BALYOZ VE ERGENEKON YAKINLARI CELLATLARINA AŞIK OLDULAR

1973 yılında İsveç’te bir banka soygunu gerçekleşiyor. Bu banka soygununda rehinelerden bir kadın kendisini rehin tutan o soyguncunu gerçekleştiren kişiye olay bittikten sonra bir sempati duyuyor, ona aşık oluyor. Nişanlısını terk ediyor ve arkasından da onun cezaevinden çıkmasını bekliyor. Bir psikolog da buna socom sendromu adı veriyor. Şimdi mevcut Balyoz ve Ergenekon yakınları da bu sendromu yaşıyorlar.
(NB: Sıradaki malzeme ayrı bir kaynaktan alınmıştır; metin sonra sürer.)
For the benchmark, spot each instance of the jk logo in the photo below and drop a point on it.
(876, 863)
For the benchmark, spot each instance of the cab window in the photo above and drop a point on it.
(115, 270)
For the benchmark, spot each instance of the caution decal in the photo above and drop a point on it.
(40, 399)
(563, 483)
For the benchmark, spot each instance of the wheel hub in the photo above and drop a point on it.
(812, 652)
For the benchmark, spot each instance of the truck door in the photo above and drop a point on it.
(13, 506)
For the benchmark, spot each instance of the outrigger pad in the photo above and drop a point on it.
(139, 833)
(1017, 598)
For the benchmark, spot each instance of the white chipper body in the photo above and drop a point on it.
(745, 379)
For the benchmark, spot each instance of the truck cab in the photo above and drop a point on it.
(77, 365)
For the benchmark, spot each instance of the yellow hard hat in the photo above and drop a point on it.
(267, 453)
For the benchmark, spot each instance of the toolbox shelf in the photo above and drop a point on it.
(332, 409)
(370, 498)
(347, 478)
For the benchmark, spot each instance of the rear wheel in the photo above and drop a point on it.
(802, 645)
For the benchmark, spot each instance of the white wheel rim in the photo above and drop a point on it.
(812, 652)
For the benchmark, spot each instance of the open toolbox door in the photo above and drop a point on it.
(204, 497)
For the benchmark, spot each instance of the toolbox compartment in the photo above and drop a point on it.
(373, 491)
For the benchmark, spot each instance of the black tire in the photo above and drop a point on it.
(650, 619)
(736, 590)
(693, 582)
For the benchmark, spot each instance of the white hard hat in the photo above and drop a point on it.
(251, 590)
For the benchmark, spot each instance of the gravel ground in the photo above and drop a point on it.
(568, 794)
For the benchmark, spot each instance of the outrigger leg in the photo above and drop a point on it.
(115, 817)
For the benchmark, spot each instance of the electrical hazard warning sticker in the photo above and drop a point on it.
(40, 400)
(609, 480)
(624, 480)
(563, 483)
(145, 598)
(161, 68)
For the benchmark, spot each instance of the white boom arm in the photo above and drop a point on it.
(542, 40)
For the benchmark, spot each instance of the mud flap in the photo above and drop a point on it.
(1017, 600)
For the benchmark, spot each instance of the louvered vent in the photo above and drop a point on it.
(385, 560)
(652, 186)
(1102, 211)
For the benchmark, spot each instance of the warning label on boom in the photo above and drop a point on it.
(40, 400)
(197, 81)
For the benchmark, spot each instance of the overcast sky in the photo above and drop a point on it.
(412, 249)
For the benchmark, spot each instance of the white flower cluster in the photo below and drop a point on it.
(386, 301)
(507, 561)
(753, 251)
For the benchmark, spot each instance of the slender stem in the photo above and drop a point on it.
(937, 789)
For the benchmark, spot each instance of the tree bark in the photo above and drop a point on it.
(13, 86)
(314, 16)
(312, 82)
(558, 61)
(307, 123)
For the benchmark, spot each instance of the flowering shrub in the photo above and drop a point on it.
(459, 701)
Bunlar kendi celladlarına aşık olmuş durumda. Şuanda onların ayağa kalkması gerekirken, kendilerini, eşlerini, çocuklarını mağdur eden bir yapının kurbanı oldukları için öyle bir sempatiye dönmüş ki ben bunu sendroma bağlıyorum.

SES KAYDI BAŞBAKAN’A AİT OLSAYDI BAŞBAKAN BUNU YALANLAMAZDI

Ses kayıtları hukuka aykırı yöntemlerle elde edilmiş bir delil niteliği taşıyor. Yani bunların bir anlamı yok. Cumhuriyet Savcılığında mevcut yürütülen bir soruşturmada Başbakan’ın böyle bir görüşe yaptığının kaydı var mı? CHP Genel Başkanı “ben yargıya teyit ettim” diyor. İşte o teyyit ettiği yargı esasında paralel yargı diye nitelendirdiğimiz yargı. Çünkü böyle bir evrak, böyle bir kaset zaten yargı metninde tape olarak varsa o zaman büyük sorun var demektir. Çünkü Başbakan bu kasetlerle ilgili çıkıp “evet, ben böyle bir konuşma yaptım, sebebi şu şu şu” diyebilirdi. Çünkü; daha önce AK Parti’nin Kızılcahaman konferansında Başbakan orada bir görüşme yapmış, arkasından da bu hemen yayıldı. Bir tane milletvekili bunu kayda çekmiş. Sonra Başbakan Yardımcısı Bülent Arınç “hayır, böyle bir şey görüşmedi” dedi. Başbakan’ın Başdanışmanı “böyle bir şey yok” dedi. Başbakan çıktı “ben konuştum” dedi. Şimdi samimiyet testini Başbakan bunlardan verdi ve geçti. Daha sonrasında yine Bülen Arınç Başbakan’a ait olduğu tape kaydına bir ifadede bulundu. Başbakan bunda da çıktı Zaman Gazetesi muhabirine “evet bu konuşmayı yaptım” dedi. Şimdi bunu söyleyen bir Başbakan’ın samimiyet konusunda bir problemi yok.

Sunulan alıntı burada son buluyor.